Schatbewakers – het zaadje is geplant

Vuurtorenschool 27.03 | 30.06.2012
De polder voorbij – Zoetermeer 50 jaar groeistad.

Met de expositie werd het zaadje van de Schatbewakers geplant. Na het bezoek aan de expositie ontstond bij mij de vraag: “Is dit nu de jubileumtentoonstelling onze nieuwe stad en haar ontstaan geschiedenis waardig?”.  Ik miste de verhalen, de laag onder de primaire registratie van de inhoud. Ik ervaar slechts een reproductie van materiaal dat formeel gearchiveerd moet worden en de foto’s die destijds in de folders en het wervingsmateriaal gebruikt zijn. Bekend materiaal dus.

Er moet toch meer materiaal zijn dan dit steeds opnieuw hergebruikte materiaal. Ik veronderstel dat de ontstaansgeschiedenis meer rijkdom in zich bergt; in beeld, in verhalen over het proces en de context waarin de plannen destijds vorm kregen. Mijn eigen ontwerpproces wordt beïnvloed door allerhande factoren; muziek die ik luister, boeken die ik lees, gedichten, dansvoorstellingen, die ik bezoek, exposities, excursies naar steden, bezoeken aan gebouwen en het bestuderen van werk en oplossingen van vergelijkbare ruimtelijke vraagstukken van andere architecten. Ik zie onze stad als een schat. Een bijna volledig gemaakte stad. Bedacht en vol ontwerpkeuzes. Gemaakt in een proces met context; politiek, economisch, ruimtelijk. Architectuur en stedenbouw zijn disciplines met een sterke inbedding van maatschappelijke en sociale ontwikkelingen. De verschillende decennia zijn bijna volledig te markeren. De toen geldige stedenbouwkundige opvattingen, de architectonische uitwerking zijn terug te vinden in het pallet van de verschillende wijken. 

Zo vormde het decor van de provobeweging en de krakersrellen (krakersbeweging – tegengaan van woningnood als drijfveer) in Amsterdam in de jaren zeventig de achtergrond bij de planvorming van de wijk Seghwaert. Een aantal van de stedenbouwkundige die aan de stad gewerkt hebben zijn nog aanspreekbaar. Op een gegeven moment zaten we met 8-oud stedenbouwers rond de tafel.

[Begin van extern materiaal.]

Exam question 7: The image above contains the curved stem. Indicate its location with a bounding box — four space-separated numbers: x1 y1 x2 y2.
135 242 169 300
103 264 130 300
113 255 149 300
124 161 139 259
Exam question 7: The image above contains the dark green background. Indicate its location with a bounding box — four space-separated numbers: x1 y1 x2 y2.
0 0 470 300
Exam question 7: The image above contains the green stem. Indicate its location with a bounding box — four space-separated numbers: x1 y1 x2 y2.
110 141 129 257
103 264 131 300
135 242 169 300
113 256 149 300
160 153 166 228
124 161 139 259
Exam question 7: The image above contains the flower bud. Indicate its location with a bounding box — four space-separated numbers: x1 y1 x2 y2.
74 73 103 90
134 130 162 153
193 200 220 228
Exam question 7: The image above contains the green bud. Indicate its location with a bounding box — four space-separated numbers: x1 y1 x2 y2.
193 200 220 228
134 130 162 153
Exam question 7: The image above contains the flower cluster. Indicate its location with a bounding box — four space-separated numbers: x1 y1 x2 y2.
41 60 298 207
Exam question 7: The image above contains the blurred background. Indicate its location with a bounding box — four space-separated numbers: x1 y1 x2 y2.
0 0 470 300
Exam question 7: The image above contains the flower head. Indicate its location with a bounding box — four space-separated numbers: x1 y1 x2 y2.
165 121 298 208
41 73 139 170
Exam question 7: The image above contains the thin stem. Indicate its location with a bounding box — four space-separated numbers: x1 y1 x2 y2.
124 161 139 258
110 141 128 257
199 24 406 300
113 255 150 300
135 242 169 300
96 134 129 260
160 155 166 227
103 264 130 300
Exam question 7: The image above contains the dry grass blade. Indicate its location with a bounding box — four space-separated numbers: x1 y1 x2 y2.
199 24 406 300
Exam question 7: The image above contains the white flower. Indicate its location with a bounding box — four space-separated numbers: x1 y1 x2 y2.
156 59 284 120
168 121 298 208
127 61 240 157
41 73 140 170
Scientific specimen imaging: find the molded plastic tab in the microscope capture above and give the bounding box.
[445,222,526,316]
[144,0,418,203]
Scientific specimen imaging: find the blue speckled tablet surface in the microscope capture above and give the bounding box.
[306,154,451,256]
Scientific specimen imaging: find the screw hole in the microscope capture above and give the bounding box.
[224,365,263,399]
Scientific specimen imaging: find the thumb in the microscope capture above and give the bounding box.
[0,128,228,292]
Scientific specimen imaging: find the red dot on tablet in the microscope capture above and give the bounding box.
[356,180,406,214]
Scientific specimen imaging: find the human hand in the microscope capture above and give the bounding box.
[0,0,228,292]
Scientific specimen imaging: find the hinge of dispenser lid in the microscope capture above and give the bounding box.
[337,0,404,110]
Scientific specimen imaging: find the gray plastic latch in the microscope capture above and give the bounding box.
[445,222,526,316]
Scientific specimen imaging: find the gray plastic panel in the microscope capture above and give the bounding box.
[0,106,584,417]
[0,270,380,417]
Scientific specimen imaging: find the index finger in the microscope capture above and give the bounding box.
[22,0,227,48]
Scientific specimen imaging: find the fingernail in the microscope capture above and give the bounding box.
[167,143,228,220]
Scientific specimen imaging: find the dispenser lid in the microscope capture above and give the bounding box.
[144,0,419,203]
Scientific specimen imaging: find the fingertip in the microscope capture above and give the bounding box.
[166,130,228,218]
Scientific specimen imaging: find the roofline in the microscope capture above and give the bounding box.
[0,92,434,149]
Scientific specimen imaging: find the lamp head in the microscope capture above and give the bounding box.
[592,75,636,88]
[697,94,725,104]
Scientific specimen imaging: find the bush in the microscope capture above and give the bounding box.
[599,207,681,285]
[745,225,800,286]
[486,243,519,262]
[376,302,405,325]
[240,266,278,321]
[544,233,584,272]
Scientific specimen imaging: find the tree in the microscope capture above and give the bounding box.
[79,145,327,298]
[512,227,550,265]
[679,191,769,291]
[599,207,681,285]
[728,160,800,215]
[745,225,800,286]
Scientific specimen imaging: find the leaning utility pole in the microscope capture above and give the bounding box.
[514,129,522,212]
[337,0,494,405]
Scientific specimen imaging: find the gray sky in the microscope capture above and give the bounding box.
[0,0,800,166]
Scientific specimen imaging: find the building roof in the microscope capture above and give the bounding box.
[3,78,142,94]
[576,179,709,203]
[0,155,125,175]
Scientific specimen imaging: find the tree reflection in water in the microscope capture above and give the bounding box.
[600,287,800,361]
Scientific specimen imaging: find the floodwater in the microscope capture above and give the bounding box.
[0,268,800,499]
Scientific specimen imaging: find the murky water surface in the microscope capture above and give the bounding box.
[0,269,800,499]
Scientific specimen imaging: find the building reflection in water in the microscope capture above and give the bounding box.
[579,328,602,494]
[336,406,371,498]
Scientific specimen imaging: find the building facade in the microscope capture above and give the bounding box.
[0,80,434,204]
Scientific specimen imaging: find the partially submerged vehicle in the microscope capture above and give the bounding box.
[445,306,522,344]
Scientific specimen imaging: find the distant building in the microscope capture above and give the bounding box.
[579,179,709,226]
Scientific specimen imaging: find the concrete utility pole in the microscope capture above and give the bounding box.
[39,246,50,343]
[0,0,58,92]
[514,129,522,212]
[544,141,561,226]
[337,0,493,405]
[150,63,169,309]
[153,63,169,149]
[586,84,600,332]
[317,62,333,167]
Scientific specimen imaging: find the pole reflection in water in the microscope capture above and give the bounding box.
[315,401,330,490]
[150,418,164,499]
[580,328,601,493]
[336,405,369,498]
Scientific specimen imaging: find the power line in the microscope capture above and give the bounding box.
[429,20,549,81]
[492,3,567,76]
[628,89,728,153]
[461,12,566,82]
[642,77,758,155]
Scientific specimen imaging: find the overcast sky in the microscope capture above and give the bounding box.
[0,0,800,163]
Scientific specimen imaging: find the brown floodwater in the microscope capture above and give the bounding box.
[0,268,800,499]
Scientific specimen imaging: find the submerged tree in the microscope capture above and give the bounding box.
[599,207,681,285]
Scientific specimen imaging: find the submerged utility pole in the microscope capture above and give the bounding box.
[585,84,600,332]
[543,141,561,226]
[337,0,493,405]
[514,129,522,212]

In mijn reactie vind ik Willem Hermans als medestander. Hij werkte midden zeventiger jaren als jonge stedenbouwkundige bij de gemeente Zoetermeer en woont sinds die tijd in Zoetermeer en heeft de ontwikkelingen gevolgd. Natuurlijk zou ik haast zeggen. Naast zijn bureauwerkzaamheden is Willem, altijd in het onderwijs werkzaam geweest. Bij mijn eerste project tijdens de studie op de Academie van Bouwkunst was Willem mijn docent. 

De verhalen rond de tafel waren er en kwamen tot leven. Dit was materiaal dat de rijkdom zichtbaar maakte. Aansluitend nodigden we de mannen (?) uit het ‘persoonlijke’ materiaal, dat verzameld werd in het ontwerpproces, de krantenartikelen, de verkennende schetsen en ander materiaal dat in persoonlijke archieven terecht komt nog even niet weg te gooien. Dit omdat de zij allemaal in een fase zitten rond het beëindigen van hun carrière/werkzaam leven. Opruimen en loslaten is een activiteit, die daar vervolgens vaak op volgt.

In het vervolg op het aanraken van de rijkdom maken we de keuze om de gemaakte stad door te koppelen naar de geleefde stad. Het Jaar van de Ruimte 2015 heeft als onderliggende vraag: Wie maakt Nederland? Wij realiseren ons dat de stad niet precies geleefd wordt zoals hij destijds bedacht is. We zijn nieuwsgierig naar hoe de gemaakte stad nu geleefd wordt.

Het idee ontstaat om in stadsgesprekken de dialoog aan te gaan met de bewoners van onze stad. De afgeleide vraag is immers: Wie maakt de stad?

—– 

Winter 2015 – de serie stadsgesprekken is beëindigd. De oogst is opgehaald en er zijn plannen voor de volgende 150 weken Schatbewakers.